It’s not surprising when fans of a show or film completely miss the thematic point. You can look at Star Trek or Star Wars fandoms for that problem on display. You’re supposed to fight against the evil Empire, not become it.
It’s not much of a surprise to see corporations miss the point of the shows and movies they make either. Corporations are all about the almighty dollar. If they are publicly traded, they are legally bound to increase shareholder value and most take that to mean “making more money.” The machine of big business cranks onward, leaving spent intellectual property and content in its wake.
What is surprising is to see one miss the point this hard. Today, Netflix announced a reality competition show based on Squid Game, the hit Korean television series from 2021. Squid Game: The Challenge will have 456 players facing off against one another for a payout of $4.56 million. Netflix is calling it the biggest reality competition ever.
“Squid Game took the world by storm with [director Hwang Dong-hyuk’s] captivating story and iconic imagery,” said Brandon Riegg, Netflix VP of unscripted and documentary series. “We’re grateful for his support as we turn the fictional world into reality in this massive competition and social experiment.”
This is the exact opposite of what Squid Game was about. If you haven’t seen the show, it was about Seong Gi-hun, a man who had fallen on hard times due to gambling debts. Gi-hun joins the games mentioned in the title as a chance to free himself from poverty. The competition is children’s games writ large, with the price of failure being death.
Without diving too deep into spoilers, the games are sport and spectacle for the rich. They enjoy watching the impoverished fight and die. Every death adds to the prize pool. Squid Game is a condemnation of the system that Gi-hun finds himself in, a hyper-stylized parody of capitalism where the rich can literally watch the poor die. That’s text, not subtext.

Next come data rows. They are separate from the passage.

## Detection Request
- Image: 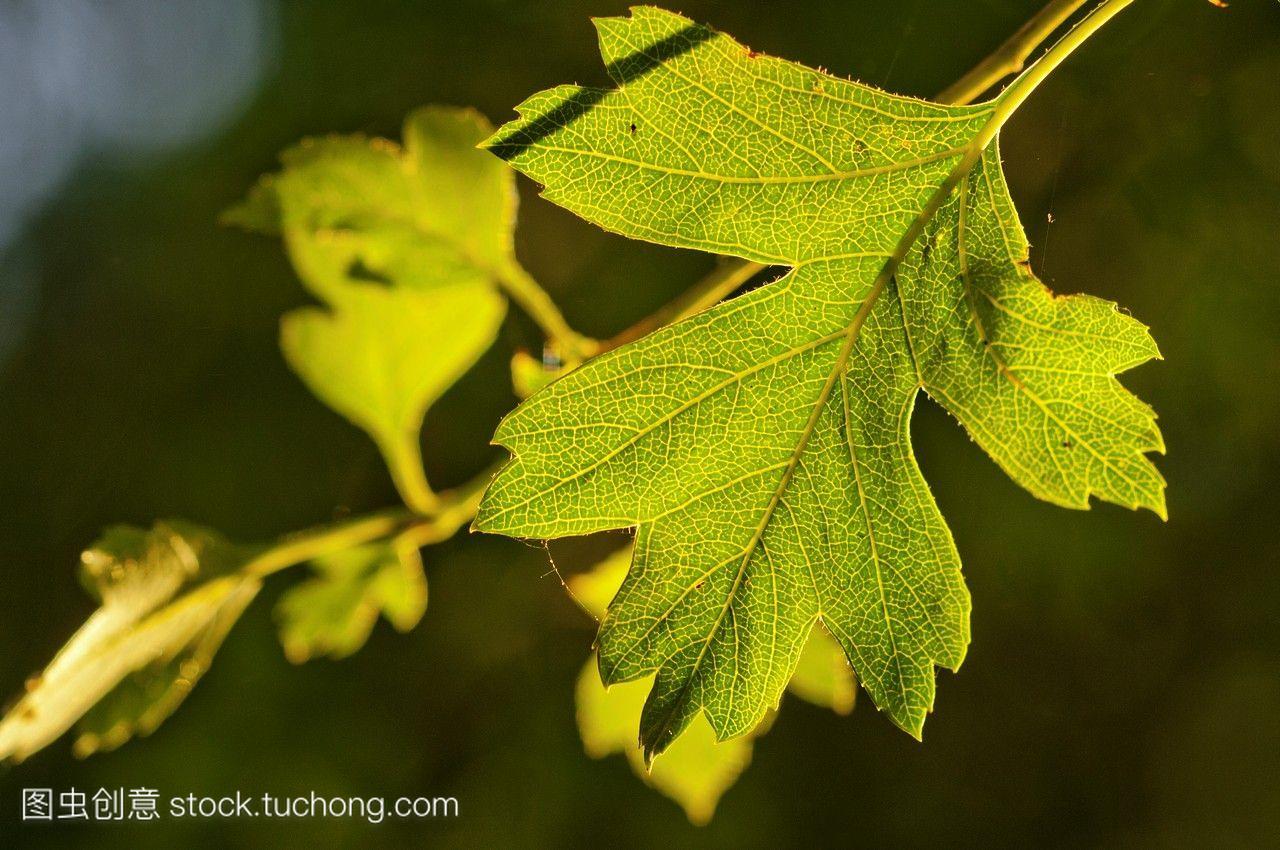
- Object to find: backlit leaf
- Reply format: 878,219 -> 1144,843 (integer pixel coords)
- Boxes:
571,546 -> 855,822
571,547 -> 753,825
788,623 -> 857,715
226,106 -> 515,509
276,540 -> 428,663
280,282 -> 504,510
477,6 -> 1162,759
224,106 -> 517,306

“Well, these days we are, in fact, living in a deeply unfair and economically challenging world. Especially after the pandemic. I mean, there is more inequality, more severe competition and more people are being pushed to the edge of their livelihoods,” creator Hwang Dong-hyuk told The Hollywood Reporter. “It’s true that season one ended in an open-ended way, but I actually thought that this could be good closure for the whole story, too. That was, in fact, my way of communicating the message that you should not be dragged along by the competitive flow of society, but that you should start thinking about who has created the whole system — and whether there is some potential for you to turn back and face it.”

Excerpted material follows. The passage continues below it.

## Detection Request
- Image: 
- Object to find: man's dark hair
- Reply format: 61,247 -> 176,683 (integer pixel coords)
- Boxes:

And yet, here we are with a Squid Game reality show. No one’s going to die in the show, of course, but it still feels like it’s spitting on the thematic core of the original work. A reality competition show is capitalism at its worst and there will be contestants undertaking these games for whom that money could be life-changing. An entire show of desperate people trying to claw their way toward success, edited into winners and losers for our entertainment.

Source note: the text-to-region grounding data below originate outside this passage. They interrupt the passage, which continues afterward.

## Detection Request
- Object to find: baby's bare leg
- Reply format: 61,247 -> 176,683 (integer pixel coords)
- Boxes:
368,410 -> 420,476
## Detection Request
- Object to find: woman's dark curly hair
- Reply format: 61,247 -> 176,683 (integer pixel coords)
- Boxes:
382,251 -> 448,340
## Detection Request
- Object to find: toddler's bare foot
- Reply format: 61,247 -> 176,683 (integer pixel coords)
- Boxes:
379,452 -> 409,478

This isn’t even just Netflix’s mistake. The creator is seemingly on board, as he’s giving this his blessing while he works on Season 2 of Squid Game. I understand getting that bag, but Squid Game: The Challenge just feels crass. Netflix needs consistent hits and Squid Game was one of its biggest. Reality TV, despite the general disdain for it, is rather popular. Bringing together two popular concepts seems like a win for Netflix. It just feels like the worst outcome one could get from the success of the show.